Update: Alceste Scalas adds:
Ingo is right when he says that every filesystem has bugs – but bugs apart, the design of Ext3 (i.e. its physical-block journaling) makes it a far more reliable choice for desktop and laptop PCs, expecially for people without an UPS. An Ext3 filesystem could only crash because of a bug or an hardware failure, while an
XFSfilesystem can be trashed even without bugs or hardware failures, due to the unavoidable consequences of a power loss on PC-class hardware.
He also alerted me to this mailing
list post, which compares data=journal journaling
of ext3 (which almost noone does for performance
reasons) with XFS and RazorFS.
Update: You may also be interested in this post.

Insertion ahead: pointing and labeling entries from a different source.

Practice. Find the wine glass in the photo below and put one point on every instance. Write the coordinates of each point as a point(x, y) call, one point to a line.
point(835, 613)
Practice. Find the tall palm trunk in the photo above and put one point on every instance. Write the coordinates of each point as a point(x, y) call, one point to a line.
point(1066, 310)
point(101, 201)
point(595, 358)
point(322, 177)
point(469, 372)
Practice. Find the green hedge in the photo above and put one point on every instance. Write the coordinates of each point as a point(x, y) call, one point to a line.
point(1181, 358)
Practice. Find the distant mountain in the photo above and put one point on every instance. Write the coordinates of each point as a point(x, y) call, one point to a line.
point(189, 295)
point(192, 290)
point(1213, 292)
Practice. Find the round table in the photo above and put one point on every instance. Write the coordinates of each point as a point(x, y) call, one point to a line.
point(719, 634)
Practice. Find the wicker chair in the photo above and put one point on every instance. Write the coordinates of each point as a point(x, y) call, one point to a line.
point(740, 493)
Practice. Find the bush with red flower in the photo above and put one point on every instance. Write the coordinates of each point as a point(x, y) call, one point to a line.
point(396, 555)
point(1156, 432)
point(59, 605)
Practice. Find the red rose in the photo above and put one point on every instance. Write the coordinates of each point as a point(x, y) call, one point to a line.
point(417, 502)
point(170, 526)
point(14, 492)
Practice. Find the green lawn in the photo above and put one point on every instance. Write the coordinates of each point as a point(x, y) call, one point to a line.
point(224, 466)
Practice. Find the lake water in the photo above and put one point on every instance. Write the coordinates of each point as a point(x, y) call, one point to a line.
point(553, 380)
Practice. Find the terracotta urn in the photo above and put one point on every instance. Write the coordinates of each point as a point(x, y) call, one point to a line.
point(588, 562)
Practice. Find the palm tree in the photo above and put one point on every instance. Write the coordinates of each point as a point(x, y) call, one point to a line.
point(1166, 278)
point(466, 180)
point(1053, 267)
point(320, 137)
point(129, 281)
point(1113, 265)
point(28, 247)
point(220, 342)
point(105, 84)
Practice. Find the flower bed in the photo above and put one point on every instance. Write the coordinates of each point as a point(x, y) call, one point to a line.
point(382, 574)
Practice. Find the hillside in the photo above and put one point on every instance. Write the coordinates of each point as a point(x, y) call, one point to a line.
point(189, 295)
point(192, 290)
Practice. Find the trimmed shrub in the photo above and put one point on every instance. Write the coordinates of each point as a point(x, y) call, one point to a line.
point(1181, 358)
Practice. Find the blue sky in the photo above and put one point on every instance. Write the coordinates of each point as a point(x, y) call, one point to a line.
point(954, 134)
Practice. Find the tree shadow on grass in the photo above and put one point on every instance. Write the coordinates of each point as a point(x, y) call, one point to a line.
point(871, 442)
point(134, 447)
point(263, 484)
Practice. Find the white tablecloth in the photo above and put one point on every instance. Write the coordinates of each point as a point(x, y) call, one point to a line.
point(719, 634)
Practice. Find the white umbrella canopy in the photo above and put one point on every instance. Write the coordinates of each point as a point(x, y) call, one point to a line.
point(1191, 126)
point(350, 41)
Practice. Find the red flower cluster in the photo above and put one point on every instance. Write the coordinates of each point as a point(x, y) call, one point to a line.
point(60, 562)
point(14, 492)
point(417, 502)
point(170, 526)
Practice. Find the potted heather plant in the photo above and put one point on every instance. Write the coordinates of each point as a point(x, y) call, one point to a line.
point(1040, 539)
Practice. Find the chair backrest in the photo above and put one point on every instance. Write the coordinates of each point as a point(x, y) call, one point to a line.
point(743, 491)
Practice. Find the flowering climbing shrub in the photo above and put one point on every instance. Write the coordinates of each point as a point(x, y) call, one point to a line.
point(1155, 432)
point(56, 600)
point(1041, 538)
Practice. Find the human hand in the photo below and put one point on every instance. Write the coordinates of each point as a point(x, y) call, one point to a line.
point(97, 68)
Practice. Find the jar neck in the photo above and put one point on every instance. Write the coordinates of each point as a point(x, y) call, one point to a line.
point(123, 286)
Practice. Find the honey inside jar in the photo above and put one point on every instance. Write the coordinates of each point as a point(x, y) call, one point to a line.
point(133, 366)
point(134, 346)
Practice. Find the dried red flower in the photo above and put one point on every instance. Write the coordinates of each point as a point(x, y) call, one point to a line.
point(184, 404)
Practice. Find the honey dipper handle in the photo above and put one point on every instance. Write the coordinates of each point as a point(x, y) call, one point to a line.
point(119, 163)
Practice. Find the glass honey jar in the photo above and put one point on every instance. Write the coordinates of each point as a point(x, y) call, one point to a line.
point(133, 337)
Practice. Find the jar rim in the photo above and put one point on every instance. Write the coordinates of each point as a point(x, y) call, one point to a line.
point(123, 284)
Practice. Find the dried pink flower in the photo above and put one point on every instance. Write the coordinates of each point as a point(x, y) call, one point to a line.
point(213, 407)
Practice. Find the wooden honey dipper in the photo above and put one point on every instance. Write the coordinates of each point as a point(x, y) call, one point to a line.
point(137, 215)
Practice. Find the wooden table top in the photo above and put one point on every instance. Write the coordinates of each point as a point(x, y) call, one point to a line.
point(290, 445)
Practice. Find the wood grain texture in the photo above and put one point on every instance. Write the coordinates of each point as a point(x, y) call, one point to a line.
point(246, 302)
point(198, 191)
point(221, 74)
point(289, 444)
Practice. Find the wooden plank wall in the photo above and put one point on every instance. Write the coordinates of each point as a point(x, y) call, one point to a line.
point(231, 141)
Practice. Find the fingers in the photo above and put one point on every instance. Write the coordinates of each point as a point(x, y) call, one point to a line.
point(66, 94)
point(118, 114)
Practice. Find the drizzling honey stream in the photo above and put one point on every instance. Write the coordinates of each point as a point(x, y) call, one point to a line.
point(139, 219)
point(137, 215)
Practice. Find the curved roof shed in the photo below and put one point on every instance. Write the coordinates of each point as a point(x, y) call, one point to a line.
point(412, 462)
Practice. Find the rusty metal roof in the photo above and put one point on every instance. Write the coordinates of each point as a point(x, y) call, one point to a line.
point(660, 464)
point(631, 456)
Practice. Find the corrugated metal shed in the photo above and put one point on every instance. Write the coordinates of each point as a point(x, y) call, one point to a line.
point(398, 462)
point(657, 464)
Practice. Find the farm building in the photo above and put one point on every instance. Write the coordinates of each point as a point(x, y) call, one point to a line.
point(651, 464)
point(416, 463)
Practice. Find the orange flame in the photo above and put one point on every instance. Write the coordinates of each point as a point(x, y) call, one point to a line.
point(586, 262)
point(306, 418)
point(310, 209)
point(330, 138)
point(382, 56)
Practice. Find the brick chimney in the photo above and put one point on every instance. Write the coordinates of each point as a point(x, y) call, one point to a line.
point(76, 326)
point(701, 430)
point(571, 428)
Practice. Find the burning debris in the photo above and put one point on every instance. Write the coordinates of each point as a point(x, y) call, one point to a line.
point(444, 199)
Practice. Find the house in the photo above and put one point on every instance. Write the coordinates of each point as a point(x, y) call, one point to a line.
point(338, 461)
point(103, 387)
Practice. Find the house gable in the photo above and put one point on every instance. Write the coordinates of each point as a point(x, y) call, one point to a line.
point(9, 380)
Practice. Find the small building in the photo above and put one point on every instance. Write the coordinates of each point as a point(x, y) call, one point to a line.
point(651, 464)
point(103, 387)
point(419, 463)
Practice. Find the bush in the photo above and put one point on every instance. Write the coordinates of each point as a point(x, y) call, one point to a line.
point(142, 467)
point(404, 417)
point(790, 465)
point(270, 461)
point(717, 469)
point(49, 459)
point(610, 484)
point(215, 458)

Update: Otavio Salvador points me to this FAQ entry,
which SGI must have added very lately. It explains how to deal with
the directory corruption that was part of my problem. I guess I
would have liked to know earlier, but I consider the outcome with
dm-crypt + ext3 a win anyhow.
Update: Martin Steigerwald pointed me to the bug report about the pre-2.6.17.7 XFS kernel bug.